In the past, in general, the resolution of an image forming apparatus is equal to or lower than 600 dpi. However, according to the technical improvement in recent years, image forming apparatuses having high resolution such as 1200 dpi and 2400 dpi are also put to practical use.
According to the progress of the increase in resolution, a new problem becomes obvious. Specifically, because of the progress of the increase in resolution, when an electrostatic latent image is formed, spots of beams irradiated on a photoconductive member overlap one another. If timing of one overlapping spot is different from timing of another, irregularity occurs in potential after exposure of the photoconductive member. This leads to image density unevenness.
This phenomenon is called reciprocity failure (JP-A-2004-20911). As techniques for reducing the influence of density unevenness due to the reciprocity failure, there are techniques explained below.
In a technique disclosed in JP-A-2004-77714, skip scanning is performed by using plural beams.

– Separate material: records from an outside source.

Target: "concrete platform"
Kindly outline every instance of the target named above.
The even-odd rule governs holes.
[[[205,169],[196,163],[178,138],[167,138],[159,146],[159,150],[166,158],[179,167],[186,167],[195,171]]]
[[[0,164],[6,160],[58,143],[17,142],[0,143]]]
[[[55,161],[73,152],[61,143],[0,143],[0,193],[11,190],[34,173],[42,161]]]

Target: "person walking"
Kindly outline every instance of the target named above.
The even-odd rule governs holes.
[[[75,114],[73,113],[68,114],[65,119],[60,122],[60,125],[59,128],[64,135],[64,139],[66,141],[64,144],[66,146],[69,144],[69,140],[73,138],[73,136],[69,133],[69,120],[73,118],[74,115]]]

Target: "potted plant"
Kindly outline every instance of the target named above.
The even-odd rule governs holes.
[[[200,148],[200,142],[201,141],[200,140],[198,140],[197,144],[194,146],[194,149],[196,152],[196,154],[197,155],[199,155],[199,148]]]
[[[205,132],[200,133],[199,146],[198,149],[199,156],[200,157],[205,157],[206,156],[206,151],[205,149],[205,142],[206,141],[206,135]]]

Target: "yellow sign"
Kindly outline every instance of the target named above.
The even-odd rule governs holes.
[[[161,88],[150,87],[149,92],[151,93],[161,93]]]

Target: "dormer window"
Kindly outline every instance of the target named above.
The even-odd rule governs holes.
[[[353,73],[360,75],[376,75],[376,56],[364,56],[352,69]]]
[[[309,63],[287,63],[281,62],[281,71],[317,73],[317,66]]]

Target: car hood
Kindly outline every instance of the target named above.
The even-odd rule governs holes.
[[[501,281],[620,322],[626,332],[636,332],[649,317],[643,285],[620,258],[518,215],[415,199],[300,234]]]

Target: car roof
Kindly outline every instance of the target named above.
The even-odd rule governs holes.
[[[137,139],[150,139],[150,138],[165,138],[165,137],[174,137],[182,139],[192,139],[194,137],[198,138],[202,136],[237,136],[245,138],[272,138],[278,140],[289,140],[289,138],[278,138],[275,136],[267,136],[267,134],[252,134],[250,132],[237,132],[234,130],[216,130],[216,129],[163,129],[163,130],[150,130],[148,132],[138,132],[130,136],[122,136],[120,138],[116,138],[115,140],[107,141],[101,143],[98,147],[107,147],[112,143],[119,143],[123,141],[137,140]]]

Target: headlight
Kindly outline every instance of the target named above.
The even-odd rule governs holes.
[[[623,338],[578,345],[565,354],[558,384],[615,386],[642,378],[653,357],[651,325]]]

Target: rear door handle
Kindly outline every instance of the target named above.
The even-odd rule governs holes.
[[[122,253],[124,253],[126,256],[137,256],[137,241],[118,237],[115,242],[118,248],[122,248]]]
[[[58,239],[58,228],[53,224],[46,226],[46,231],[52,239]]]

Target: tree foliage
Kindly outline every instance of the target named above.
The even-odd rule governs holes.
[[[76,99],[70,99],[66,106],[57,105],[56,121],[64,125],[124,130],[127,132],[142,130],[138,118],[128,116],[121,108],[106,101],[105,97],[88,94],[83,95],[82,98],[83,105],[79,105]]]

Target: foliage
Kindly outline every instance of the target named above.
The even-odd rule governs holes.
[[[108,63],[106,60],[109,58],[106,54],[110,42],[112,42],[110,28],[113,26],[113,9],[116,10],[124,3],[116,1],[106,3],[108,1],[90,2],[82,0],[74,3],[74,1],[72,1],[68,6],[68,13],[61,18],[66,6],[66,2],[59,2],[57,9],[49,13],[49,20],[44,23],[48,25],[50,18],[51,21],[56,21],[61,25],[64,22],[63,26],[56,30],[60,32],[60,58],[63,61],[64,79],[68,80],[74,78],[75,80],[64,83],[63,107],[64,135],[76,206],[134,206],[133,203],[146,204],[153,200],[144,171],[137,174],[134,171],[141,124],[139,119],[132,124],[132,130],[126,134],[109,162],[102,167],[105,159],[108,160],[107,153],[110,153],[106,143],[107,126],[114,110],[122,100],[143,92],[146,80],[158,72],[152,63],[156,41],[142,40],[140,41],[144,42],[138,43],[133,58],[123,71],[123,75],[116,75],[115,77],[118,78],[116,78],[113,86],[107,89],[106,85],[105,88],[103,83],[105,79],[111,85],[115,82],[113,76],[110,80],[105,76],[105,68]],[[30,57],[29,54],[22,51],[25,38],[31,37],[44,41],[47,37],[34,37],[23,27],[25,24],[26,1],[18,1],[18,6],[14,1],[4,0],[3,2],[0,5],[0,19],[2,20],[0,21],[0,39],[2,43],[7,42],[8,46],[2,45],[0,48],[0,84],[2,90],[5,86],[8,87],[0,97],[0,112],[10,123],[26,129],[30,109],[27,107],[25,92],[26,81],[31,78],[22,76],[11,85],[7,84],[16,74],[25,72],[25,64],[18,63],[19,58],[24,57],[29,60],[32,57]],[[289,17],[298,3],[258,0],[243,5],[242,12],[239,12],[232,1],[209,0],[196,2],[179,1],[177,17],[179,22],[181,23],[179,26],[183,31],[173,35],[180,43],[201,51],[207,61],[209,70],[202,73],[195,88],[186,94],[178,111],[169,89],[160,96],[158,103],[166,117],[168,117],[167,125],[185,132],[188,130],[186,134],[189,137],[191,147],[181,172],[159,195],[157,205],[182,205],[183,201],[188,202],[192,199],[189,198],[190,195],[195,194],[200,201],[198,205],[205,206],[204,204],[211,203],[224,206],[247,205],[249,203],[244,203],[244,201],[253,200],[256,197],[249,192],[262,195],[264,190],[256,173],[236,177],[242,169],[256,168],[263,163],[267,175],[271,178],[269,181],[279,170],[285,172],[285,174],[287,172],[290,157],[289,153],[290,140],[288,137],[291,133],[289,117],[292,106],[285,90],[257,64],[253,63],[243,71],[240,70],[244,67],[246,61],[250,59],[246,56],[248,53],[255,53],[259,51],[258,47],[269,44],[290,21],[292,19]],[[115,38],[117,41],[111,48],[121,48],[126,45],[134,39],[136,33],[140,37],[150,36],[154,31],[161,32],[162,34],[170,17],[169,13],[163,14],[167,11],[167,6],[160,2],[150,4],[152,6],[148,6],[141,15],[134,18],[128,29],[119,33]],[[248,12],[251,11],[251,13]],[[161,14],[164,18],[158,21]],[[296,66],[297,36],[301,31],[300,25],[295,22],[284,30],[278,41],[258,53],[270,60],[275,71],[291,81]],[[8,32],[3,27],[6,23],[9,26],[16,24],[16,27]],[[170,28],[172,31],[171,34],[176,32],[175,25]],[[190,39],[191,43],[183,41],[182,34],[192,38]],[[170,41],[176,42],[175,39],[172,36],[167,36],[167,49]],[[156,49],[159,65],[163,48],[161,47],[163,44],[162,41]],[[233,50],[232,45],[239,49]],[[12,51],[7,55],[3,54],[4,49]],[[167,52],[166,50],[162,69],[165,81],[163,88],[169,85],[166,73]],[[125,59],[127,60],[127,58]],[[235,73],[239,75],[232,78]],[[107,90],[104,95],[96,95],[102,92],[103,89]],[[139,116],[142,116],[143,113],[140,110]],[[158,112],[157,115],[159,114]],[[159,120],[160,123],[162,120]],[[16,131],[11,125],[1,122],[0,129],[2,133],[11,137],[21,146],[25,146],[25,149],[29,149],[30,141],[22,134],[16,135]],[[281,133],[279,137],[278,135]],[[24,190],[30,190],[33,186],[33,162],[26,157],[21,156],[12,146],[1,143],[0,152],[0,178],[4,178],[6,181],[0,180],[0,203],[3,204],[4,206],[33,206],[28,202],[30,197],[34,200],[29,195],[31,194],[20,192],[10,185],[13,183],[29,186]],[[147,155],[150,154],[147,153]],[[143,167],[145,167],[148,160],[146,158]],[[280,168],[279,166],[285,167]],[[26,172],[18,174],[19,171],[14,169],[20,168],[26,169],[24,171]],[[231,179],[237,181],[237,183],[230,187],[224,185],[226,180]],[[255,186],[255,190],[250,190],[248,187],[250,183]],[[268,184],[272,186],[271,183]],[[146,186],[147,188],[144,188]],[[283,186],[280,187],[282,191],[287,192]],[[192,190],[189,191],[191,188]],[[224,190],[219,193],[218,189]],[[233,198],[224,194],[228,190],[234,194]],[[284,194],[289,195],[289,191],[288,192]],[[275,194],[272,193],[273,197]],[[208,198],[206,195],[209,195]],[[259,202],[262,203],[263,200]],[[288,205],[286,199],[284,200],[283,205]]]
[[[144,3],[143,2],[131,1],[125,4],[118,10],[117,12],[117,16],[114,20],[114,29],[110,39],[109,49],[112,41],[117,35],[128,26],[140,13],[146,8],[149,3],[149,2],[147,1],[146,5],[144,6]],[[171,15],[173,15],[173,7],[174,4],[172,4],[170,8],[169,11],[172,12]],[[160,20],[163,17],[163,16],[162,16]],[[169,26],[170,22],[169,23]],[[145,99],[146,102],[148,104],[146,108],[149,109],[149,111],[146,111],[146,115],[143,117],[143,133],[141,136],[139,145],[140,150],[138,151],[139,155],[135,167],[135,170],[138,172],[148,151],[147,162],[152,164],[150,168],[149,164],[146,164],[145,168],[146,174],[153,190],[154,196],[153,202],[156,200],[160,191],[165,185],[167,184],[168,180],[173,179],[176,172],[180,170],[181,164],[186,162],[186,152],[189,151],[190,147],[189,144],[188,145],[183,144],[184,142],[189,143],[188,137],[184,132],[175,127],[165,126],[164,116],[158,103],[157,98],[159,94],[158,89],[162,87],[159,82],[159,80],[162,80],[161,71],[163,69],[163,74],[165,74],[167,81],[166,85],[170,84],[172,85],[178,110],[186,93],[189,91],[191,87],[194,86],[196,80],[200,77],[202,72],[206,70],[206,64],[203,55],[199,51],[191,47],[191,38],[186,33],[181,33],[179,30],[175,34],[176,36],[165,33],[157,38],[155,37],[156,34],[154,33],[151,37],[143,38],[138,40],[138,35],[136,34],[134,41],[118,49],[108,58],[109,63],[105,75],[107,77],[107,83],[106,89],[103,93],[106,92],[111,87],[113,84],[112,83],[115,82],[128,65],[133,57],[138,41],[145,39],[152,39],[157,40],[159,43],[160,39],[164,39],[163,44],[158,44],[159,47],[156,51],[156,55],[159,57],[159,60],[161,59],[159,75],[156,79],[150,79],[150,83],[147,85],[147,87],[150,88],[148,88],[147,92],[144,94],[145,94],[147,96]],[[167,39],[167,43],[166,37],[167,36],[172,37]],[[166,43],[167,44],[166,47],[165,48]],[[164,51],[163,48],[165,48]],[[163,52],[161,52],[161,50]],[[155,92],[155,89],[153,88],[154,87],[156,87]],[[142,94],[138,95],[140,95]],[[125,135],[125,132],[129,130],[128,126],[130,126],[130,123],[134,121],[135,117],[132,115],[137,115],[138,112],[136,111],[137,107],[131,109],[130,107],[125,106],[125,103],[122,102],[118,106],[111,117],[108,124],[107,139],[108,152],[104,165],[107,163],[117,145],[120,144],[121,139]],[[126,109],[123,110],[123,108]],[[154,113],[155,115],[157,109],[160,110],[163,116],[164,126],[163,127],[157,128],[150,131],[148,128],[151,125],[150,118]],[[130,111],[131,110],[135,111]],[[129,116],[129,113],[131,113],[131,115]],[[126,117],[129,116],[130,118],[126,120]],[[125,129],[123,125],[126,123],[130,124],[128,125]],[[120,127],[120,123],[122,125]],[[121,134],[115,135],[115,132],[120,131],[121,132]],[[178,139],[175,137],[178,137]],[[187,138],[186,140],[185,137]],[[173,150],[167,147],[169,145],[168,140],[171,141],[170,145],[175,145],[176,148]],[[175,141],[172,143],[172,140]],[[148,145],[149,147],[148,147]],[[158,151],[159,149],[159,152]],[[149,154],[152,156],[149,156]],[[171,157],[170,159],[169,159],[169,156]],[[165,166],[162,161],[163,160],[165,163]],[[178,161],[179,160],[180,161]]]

Therefore, time of scanning intervals for arbitrary scanning lines can be set to be equal to or larger than one main scanning time. As a result, an image quality defect due to the reciprocity failure is reduced.
In a technique disclosed in JP-A-2008-12806, it is determined whether overlapping writings are present in predetermined images adjacent to each other in a sub-scanning direction. Writing timing is changed according to presence or absence of the overlapping writings.